Apple liefert die zweite Vorabversion von visionOS an Entwickler, die das Betriebssystem im Simulator testen können. Auch zum DevKit gibt es mehr Infos.

App unter visionOS – hier djay von Algoriddim aus Deutschland. (Bild: Apple / Algoriddim)

Noch hat niemand außerhalb Apples eine Vision Pro – und trotzdem dringen mehr und mehr Infos über Apples erstes Mixed-Reality-Headset durch, das Anfang 2024 auf den Markt kommen soll. Das hat vor allem damit zu tun, dass der Konzern bereits eine Vorabversion des Betriebssystems visionOS ausliefert, die man auf dem Mac in einem Simulator nutzen kann. In dieser Woche ist nun die zweite Beta-Version erschienen. Außerdem hat ein bekannter Apple-Journalist frische Details zum Developer Kit für die Vision Pro publiziert, das von Entwicklern seit kurzem bestellt werden kann.

Zweite Beta kann mehr

Zu den Neuerungen in visionOS Beta 2 zählt eine Veränderung bei Apples Authentifizierungsmethode für die Vision Pro: Das Scannen der Iris, vom Hersteller Optic ID genannt.
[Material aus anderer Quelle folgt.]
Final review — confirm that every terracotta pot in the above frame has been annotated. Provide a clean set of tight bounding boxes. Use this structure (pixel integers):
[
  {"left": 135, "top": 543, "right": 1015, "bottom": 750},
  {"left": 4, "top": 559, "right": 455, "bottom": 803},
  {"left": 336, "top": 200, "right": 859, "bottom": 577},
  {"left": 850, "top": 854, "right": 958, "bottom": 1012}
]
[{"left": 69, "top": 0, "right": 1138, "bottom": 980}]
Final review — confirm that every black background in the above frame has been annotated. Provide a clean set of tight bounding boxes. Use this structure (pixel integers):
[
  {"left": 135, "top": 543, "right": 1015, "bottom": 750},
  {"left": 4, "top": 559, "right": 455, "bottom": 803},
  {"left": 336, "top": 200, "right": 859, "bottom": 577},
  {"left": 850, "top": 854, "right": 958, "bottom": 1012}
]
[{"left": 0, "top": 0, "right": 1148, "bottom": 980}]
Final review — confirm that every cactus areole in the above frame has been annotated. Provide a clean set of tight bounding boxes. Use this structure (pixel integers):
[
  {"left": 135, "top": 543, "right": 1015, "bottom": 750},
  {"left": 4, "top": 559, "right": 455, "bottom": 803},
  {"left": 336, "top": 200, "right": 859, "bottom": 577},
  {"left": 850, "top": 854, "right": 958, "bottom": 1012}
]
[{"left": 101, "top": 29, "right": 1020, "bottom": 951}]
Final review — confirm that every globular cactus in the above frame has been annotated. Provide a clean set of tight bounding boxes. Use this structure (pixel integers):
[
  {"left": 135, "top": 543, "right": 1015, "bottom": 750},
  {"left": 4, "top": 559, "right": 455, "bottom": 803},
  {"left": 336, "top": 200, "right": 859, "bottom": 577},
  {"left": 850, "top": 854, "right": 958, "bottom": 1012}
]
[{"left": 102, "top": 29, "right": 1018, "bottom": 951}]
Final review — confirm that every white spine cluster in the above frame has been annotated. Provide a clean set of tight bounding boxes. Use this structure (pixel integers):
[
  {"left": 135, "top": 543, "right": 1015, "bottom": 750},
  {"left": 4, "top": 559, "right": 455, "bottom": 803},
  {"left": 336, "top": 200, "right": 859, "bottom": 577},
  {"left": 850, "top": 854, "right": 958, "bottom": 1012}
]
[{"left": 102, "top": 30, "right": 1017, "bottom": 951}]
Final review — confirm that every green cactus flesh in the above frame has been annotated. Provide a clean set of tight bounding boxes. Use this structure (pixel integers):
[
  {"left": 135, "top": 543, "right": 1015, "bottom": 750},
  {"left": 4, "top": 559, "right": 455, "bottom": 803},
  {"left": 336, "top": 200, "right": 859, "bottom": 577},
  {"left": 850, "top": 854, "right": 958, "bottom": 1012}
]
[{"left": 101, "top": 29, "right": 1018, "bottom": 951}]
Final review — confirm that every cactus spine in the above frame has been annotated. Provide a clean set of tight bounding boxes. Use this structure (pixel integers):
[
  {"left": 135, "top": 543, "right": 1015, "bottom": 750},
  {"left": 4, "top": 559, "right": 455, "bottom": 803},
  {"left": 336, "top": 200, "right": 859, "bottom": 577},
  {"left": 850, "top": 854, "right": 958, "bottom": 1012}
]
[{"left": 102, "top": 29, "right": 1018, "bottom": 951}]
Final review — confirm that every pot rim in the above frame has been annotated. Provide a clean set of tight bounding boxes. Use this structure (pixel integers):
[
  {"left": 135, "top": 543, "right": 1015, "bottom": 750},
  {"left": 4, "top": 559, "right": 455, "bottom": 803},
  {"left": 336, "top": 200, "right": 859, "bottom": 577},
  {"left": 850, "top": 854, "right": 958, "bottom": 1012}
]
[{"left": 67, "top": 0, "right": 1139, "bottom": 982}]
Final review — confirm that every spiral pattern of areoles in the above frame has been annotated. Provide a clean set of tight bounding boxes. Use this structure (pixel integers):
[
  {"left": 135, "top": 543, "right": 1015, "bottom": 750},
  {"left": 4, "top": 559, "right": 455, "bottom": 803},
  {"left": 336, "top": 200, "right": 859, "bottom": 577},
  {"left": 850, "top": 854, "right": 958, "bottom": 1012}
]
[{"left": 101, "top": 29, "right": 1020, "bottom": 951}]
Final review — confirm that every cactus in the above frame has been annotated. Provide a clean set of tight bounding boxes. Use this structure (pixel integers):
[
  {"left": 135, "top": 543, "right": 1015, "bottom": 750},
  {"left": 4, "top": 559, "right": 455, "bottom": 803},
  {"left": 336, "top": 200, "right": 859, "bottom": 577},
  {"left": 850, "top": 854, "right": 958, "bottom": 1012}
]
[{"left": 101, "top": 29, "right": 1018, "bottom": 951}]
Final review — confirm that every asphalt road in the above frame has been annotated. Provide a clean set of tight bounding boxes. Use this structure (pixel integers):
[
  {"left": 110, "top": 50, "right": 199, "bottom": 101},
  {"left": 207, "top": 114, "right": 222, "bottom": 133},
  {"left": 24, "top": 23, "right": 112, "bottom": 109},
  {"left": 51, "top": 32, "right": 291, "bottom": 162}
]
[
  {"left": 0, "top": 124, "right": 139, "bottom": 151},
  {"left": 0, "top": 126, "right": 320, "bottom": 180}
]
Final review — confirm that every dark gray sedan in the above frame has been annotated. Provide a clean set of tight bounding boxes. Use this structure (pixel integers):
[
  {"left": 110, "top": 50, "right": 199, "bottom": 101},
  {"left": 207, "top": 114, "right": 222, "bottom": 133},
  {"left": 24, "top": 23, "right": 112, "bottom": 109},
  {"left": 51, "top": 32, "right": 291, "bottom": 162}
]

Diese wird, berichten Entwickler, an Face ID und Touch ID angepasst. Bei bestimmten Vorgängen muss man nun nicht nur die Iris scannen lassen, sondern die Authentifizierung per Doppelklick auf den Hardware-Knopf der Vision Pro bestätigen. Zudem kann man künftig nur noch via Optic ID auf einen verbundenen Mac zugreifen, für den die Vision Pro als Monitor dient. FaceTime auf der Vision Pro wird offenbar nur in Gruppen von bis zu neun Personen unterstützt, zumindest kann man nur neun Menschen (beziehungsweise ihre Darstellung) im Raum „anpinnen“.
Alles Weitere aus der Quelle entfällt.